Düşmek mi bilmiyorum..
Ama en dipteydim. Yorgundum. İntihar etmiştim. Tabii bunu da beceremedim. Hayatımdaki hiç bir şeyi beceremediğim gibi..
Kalkmadım. Kalkmak zorunda hissetmedim.
Kim için kalkacaktım?
Çocuklarım için mi? Bensiz yaşamaya alışmışlardı. Varlığım çokta ehemmiyetli gelmiyordu onlara.
Eşim mi? Bensizde gayet mutlu bir hayatı vardı. Özgürlüğün tutsaklığında kendimi iş hayatının en zor şartlarına teslim ettiğim günlerdi. Bir kaçış diye yola çıkmış görünsem de aslında kendime düşmandım. Kendime çok kızgın. Sevmelerin dahi yük olduğu zamanlardı.
Düşmek mi?
Hayır. Bunu kabul etmiyorum.
Ben düşmedim. Ben diz çöktüm. Ben teslim oldum. Ben pes ettim.

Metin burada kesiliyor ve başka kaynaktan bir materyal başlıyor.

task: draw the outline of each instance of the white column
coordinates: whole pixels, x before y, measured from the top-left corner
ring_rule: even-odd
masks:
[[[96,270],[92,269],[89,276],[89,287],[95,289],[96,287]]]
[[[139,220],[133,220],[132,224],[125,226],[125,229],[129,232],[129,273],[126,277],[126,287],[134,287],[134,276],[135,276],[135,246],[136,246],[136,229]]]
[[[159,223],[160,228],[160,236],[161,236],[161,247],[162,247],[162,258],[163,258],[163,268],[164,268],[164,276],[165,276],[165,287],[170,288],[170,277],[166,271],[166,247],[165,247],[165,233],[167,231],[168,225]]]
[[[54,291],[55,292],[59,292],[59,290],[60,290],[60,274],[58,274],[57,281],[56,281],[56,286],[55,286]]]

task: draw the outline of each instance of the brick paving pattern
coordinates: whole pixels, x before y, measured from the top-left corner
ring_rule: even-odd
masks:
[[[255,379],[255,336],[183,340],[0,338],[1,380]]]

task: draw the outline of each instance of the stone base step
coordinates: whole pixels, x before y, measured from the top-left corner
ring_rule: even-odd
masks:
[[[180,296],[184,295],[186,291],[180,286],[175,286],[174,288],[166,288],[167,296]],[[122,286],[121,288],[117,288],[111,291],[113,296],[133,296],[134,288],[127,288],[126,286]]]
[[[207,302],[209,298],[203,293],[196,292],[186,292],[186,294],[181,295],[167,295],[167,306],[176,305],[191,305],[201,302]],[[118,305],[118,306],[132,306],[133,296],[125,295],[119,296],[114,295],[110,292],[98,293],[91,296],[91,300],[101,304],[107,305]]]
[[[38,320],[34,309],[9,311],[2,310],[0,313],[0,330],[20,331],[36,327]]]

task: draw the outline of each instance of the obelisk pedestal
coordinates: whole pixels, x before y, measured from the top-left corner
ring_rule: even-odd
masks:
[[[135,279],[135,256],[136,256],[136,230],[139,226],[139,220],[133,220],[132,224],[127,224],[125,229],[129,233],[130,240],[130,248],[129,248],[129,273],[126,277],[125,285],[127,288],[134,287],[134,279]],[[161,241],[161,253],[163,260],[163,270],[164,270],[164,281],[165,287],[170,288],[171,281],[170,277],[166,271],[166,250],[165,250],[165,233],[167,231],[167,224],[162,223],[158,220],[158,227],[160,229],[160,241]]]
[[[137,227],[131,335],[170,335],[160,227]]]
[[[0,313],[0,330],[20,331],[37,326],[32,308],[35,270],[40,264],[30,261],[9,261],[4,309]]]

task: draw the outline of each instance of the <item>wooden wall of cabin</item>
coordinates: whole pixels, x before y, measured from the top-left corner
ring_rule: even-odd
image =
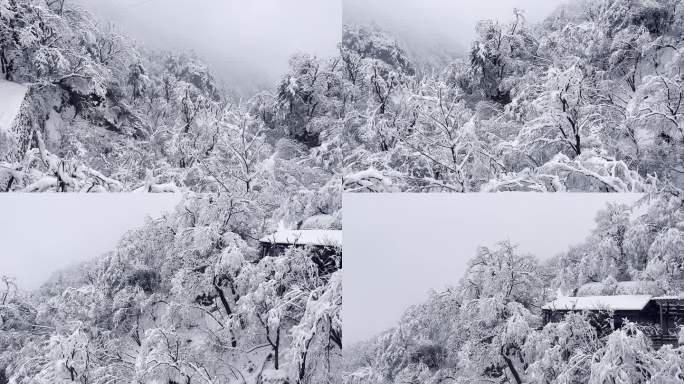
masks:
[[[572,310],[545,310],[545,323],[557,323],[565,318],[568,313],[582,312]],[[655,325],[655,318],[652,312],[644,313],[642,311],[586,311],[589,314],[589,322],[596,329],[599,337],[605,336],[613,330],[622,327],[624,320],[627,319],[642,325]]]
[[[658,307],[653,303],[649,303],[641,311],[615,311],[613,317],[615,319],[615,328],[622,327],[625,319],[644,326],[660,324]]]
[[[677,335],[679,327],[684,326],[684,303],[663,302],[656,305],[656,316],[660,323],[660,311],[662,309],[662,328],[664,334]]]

Neye ya da kime? Sizin iki cümle sonra merakınızı gidereceğiniz bir hikâyede karşılaşacağınız bir cevap aslında benim hayatımın tüm acizliğindeydi.
***
Ah direnmelerim. Benim vazgeçemeyişlerimin sonucuydu bunca yorgunluğun sebebi. Ben düşmedim.
…sadece diz çöktüm..
Öyle hemen ayağa kalkma çabalarının da içine hiç girmedim. Kimse görmesin zayıflığımı, muhtaçlığımı, acziyetimi diye de dertlenmedim.
Artistliğe lüzum yoktu.
Oturdum… Kapanan, yüzüme çarpılmış tüm kapıların önünde.. Kalkamadım. Kalkmadım.
Günler geçti. Buraya yazılan kadar kolay olsaydı keşke günlerin geçişi. Koluma takılan her serumla bedenimi iyileştirmeye hızla yaklaşsa da ah ruhum.. Ruhuma kim ne kadar şifa olabilirdi ki?

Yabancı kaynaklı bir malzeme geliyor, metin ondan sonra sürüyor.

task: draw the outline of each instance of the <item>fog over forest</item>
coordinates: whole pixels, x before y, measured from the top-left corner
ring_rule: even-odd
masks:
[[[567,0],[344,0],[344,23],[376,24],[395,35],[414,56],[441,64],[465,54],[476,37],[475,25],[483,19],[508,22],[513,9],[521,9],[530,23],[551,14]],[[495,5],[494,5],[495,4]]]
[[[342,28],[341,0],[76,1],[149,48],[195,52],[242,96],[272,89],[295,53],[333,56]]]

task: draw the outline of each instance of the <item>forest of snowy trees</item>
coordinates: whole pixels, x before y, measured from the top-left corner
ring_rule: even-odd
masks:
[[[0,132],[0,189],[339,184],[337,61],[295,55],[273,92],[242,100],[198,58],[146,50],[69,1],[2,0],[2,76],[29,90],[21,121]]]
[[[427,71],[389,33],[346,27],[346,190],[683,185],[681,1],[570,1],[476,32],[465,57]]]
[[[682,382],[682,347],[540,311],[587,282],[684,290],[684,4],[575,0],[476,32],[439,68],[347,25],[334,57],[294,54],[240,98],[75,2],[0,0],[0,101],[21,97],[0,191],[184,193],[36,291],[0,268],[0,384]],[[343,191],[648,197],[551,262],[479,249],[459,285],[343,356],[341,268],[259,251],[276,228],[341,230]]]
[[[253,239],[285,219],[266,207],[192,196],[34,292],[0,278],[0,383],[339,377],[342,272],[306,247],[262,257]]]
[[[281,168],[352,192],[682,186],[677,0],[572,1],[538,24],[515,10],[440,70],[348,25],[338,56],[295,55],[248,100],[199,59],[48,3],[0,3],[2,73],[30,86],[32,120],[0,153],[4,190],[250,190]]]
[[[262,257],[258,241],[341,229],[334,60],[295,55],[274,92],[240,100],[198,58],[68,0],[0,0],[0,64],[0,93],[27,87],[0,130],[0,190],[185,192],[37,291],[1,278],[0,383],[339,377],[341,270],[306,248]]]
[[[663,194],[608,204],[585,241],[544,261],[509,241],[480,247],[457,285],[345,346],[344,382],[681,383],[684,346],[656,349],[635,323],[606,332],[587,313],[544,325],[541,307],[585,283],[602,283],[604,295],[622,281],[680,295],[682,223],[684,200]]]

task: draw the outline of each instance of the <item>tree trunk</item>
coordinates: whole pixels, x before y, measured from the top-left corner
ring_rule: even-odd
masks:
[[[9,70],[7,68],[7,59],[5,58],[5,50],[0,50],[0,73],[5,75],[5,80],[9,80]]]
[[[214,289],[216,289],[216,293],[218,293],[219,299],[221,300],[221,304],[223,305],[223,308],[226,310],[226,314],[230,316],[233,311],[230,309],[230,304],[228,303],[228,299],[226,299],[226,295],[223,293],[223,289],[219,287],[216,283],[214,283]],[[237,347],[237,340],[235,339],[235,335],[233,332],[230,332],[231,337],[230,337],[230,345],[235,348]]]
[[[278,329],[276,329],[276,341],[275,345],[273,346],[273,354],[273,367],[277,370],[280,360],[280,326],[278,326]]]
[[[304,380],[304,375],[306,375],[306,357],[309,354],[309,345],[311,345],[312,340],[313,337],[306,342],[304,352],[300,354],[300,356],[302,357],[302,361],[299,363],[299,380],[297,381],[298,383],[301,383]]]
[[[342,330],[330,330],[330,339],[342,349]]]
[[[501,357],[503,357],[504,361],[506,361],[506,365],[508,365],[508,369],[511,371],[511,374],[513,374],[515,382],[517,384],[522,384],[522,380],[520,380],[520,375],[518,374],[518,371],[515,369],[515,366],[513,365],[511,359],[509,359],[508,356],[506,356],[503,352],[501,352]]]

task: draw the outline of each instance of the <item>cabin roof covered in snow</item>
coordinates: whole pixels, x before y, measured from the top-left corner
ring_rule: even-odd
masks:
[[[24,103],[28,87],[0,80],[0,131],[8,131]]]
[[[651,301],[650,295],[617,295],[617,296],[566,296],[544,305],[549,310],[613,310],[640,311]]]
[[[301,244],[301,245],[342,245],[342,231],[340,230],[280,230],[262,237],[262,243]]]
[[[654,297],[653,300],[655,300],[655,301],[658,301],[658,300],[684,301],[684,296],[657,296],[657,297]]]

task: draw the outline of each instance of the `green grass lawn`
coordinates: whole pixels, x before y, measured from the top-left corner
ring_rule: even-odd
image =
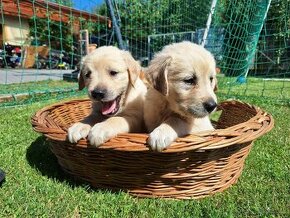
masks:
[[[63,99],[70,96],[81,96],[77,92],[78,83],[63,80],[44,80],[20,84],[0,84],[0,108],[15,105],[31,104],[48,99]],[[6,96],[9,96],[6,98]]]
[[[77,89],[77,83],[64,80],[44,80],[37,82],[0,84],[0,94],[34,93],[65,89]]]
[[[234,96],[258,96],[276,99],[290,99],[290,80],[272,80],[248,77],[247,82],[239,84],[237,77],[218,75],[219,92]]]
[[[223,95],[220,95],[222,99]],[[259,98],[274,129],[258,139],[238,183],[199,200],[139,199],[66,176],[30,117],[59,100],[0,110],[0,217],[290,217],[290,107]]]
[[[239,84],[237,77],[225,77],[218,74],[219,93],[223,96],[249,96],[266,97],[275,100],[282,100],[289,103],[290,80],[263,80],[262,78],[248,77],[247,82]],[[38,102],[42,99],[67,98],[79,95],[75,92],[78,89],[77,82],[63,80],[44,80],[20,84],[0,84],[0,104],[3,106],[21,105]],[[40,93],[40,95],[39,95]],[[81,93],[83,95],[85,92]],[[24,94],[24,96],[22,95]],[[12,95],[9,100],[1,101],[2,96]]]

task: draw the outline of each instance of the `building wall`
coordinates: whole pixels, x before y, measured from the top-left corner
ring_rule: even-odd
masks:
[[[28,41],[29,23],[28,19],[4,15],[4,19],[0,17],[3,33],[2,40],[11,45],[22,46]]]

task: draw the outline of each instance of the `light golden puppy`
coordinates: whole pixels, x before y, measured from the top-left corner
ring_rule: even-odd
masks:
[[[148,144],[161,151],[176,138],[213,130],[216,64],[210,52],[191,42],[165,46],[147,68],[152,86],[144,103]]]
[[[143,103],[147,88],[139,78],[141,67],[127,51],[103,46],[83,59],[79,89],[88,88],[92,113],[68,129],[72,143],[88,137],[99,146],[119,133],[143,130]]]

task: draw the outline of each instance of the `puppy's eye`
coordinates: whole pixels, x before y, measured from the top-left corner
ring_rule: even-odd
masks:
[[[196,85],[197,84],[197,78],[196,78],[196,76],[193,76],[193,77],[184,79],[183,82],[188,84],[188,85]]]
[[[91,74],[92,74],[92,71],[88,70],[88,71],[85,73],[85,77],[86,77],[86,78],[90,78],[90,77],[91,77]]]
[[[212,81],[213,81],[213,77],[211,76],[211,77],[209,78],[209,80],[210,80],[210,82],[212,83]]]
[[[111,75],[111,76],[116,76],[117,74],[118,74],[117,71],[114,71],[114,70],[110,71],[110,75]]]

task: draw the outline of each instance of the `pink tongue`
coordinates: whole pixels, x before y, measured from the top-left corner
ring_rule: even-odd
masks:
[[[112,113],[115,110],[116,106],[117,106],[116,100],[103,102],[102,114],[107,115]]]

Annemin utancıydı bu yıkılışım.. İntihar edilir mi hiç? Annem güçlü kadındı. Ne zorluklar çekmişti. 1 yaşında annesini 17’sinde babasını yaş 30 olduğunda kocasını kaybetmişti de yine de intiharı düşünmemişti..
Annem bana kızgın. Annemin ayıplı evladıyım.

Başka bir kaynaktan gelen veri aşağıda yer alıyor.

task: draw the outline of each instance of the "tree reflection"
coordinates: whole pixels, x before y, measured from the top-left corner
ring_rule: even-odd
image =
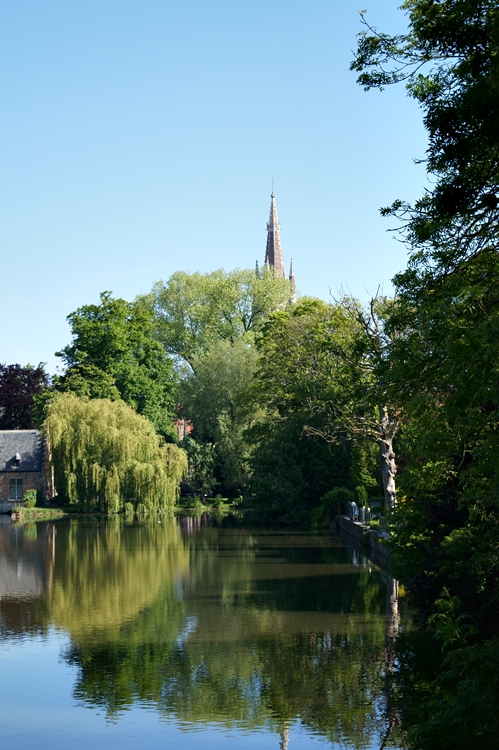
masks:
[[[81,518],[27,536],[0,534],[4,581],[27,571],[2,598],[4,626],[67,632],[74,695],[110,720],[140,703],[185,729],[266,727],[281,748],[297,720],[346,747],[402,743],[396,585],[358,550],[206,519]]]
[[[349,747],[382,741],[387,590],[372,566],[241,530],[64,533],[51,615],[71,634],[79,701],[111,719],[140,702],[186,728],[268,727],[282,747],[298,717]]]

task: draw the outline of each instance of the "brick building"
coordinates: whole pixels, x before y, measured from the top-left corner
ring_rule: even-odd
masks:
[[[26,490],[47,499],[47,465],[38,430],[0,430],[0,502],[22,500]]]

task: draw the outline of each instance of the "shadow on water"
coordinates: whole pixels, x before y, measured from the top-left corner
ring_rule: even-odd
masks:
[[[1,638],[69,635],[74,697],[185,729],[297,721],[344,747],[403,747],[396,584],[329,535],[181,518],[0,527]],[[21,566],[21,574],[17,571]]]

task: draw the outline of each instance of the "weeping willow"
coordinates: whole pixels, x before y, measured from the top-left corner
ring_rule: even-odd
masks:
[[[45,426],[59,496],[104,513],[126,503],[146,512],[173,507],[186,454],[123,401],[64,393],[53,399]]]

Benim yorgunluğumu anlamasını beklemedim. Eğer biri yorulacaksa o yorulacak, biri hayata küsecekse o küsecek, biri pes edecekse o pes edecekti.
Bana zayıf olma, kaybetme lüksünü vermeyen bu hayat ‘beni çok yordu anne’ diyemedim.
Kalkmadım ayağa.. bekledim.. bekledim.. Günlerce..
***
Her gün yeniden güneş doğuyor, hastanenin penceresinden şehre baktığımda şehrin ve insanların karmaşasını görebiliyordum.
Yorulmuyorlar mıydı? Neden pes etmiyorlardı anlamadım.
Yenildim, diz çöktüm savaşmaktan vazgeçtiğim hayatta…
"Bu savaş benim mi" dediğim an'lar oldu. Farkedişlerim, direnişlerim , teslim oluşlarım..Hayatın zorluğuna takılmadan yaşama zorunluluğunu her hatırlayışım nefes molamdı. Acziyetimin güç olduğunu ne zaman anladım bilmiyorum. Bu farkındalığı ne zaman yaşadım ilk. Ne istedim, Ne hissettim bilmiyorum.
Hayat tek bana zor değildi. Tek bana uçsuz bucaksız bir zaman mesafesinde değildi ki hayaller.
"Varsın olsun teslimiyeti"
Zor oldu, çok zor oldu "bu benim savaşım değil" diyebilmek..
Bir sabah yeniden uyandım. Doktorların yalnız bırakmayın diyecek kadar korktuğu saplantılı bir hayatın merdiven eşiğindeki tırabzanlara tutunarak iki basamak yukarı çıktım. Ve oturdum hayatımı seyre dalarak.
"Varsın olsun" dedim.
Bu hayat benim..
Belki yenildim..
Ama denedim.
Bekledim..Dinlendim ..Dinginleştim.
Adı teslimiyet, Adı farkındalık, Adı acziyet, Adı her neyse bilmiyorum ama;
Ben herkese ve her şeye rağmen sadece kendim için yeniden yaşamayı seçtim.